Build-to-rent gains momentum in Perth
By Claire Tyrrell | WA Business News | 5/4/22
Recent development proposals show WA’s build-to-rent market is finally gaining ground.
Build-to-rent offerings are stacking up as an attractive proposition for investors and tenants, amid an evolving property market in Western Australia.
The model, where apartments are built to be rented out rather than sold, was brought to Australia by global developer Sentinel Real Estate in 2019 with its Element 27 project in Subiaco.
BTR then gained traction quickly in the eastern states, where policies were altered to incentivise developers to adopt the approach.
In WA, meanwhile, progress stalled. However, recent industry activity in WA shows an increased push for more BTR projects in this state.
Australian Development Capital’s (ADC_) plans for the Perth Girls School site in East Perth include two towers of 500 BTR apartments, which make up close to 70 per cent of the proposal’s dwelling types.
A second WA BTR project from Sentinel, in Scarborough, will add 175 BTR apartments to the market, while Perth co-living space The Switch has provided 288 BTR dwellings.
In addition, Sydney-based fund manager EG Funds Management is planning to bring BTR to Leederville with its Frame Court proposal.
The state government is also exploring BTR as part of an affordable housing initiative for Highgate’s Stirling Towers.
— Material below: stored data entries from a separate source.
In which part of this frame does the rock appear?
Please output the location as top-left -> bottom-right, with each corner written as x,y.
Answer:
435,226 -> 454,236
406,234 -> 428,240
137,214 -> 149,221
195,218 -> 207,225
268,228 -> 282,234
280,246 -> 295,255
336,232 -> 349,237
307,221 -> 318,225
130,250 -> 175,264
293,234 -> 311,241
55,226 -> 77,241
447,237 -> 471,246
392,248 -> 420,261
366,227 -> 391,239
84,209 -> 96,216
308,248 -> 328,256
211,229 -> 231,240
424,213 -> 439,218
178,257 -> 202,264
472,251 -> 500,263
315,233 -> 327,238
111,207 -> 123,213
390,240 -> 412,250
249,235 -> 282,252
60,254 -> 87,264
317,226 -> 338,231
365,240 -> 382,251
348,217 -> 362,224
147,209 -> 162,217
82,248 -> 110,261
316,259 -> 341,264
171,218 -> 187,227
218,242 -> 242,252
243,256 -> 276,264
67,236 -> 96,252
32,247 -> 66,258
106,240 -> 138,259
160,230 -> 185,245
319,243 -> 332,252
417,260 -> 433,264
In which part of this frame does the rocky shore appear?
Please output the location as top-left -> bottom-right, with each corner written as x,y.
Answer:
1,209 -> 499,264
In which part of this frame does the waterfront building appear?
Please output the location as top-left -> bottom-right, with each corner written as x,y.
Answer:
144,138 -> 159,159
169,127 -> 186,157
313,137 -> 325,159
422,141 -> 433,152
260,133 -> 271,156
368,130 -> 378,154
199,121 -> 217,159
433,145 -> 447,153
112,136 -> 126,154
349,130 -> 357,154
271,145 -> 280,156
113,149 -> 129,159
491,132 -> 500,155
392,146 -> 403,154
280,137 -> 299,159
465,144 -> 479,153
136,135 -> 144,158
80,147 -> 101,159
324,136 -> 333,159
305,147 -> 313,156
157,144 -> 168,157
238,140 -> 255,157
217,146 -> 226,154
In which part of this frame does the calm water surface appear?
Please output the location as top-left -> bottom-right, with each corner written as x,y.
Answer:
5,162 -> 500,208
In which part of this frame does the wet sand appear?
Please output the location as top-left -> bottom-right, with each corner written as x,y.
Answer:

But the market is still well behind other states, with just 1,238 dwellings built or in the construction pipeline in WA, according to property and economics research group Urbis.
This compares to Melbourne, with approximately 10,000 and Sydney with about 3,000 BTR dwellings.
Market forces
Chief executive of Perth BTR consultancy Kingston Development Group, Justine Roberts, told Business News economic conditions were ripe for the BTR model to take hold in WA.
“The demand side is very strong, which helps give investors and developers confidence,” Ms Roberts said.
As BTR developers do not rely on pre-sales to start construction, delivery time for these developments are often far less than under the more traditional build-to-sell model.
Ms Roberts said this speed-to-market advantage of BTR projects could make them an ideal proposition in the current market.
“With unprecedented rental demand and housing crisis on our hands in WA, BTR delivers supply in an efficient manner,” she said.
However, as Property Council of Australia WA Division executive director Sandra Brewer explained, the state’s legislative approach made the model less attractive in WA than in the eastern states. Soon after Sentinel entered the market with Element 27, Sydney and Melbourne moved to offer tax relief to attract BTR investment, Ms Brewer said.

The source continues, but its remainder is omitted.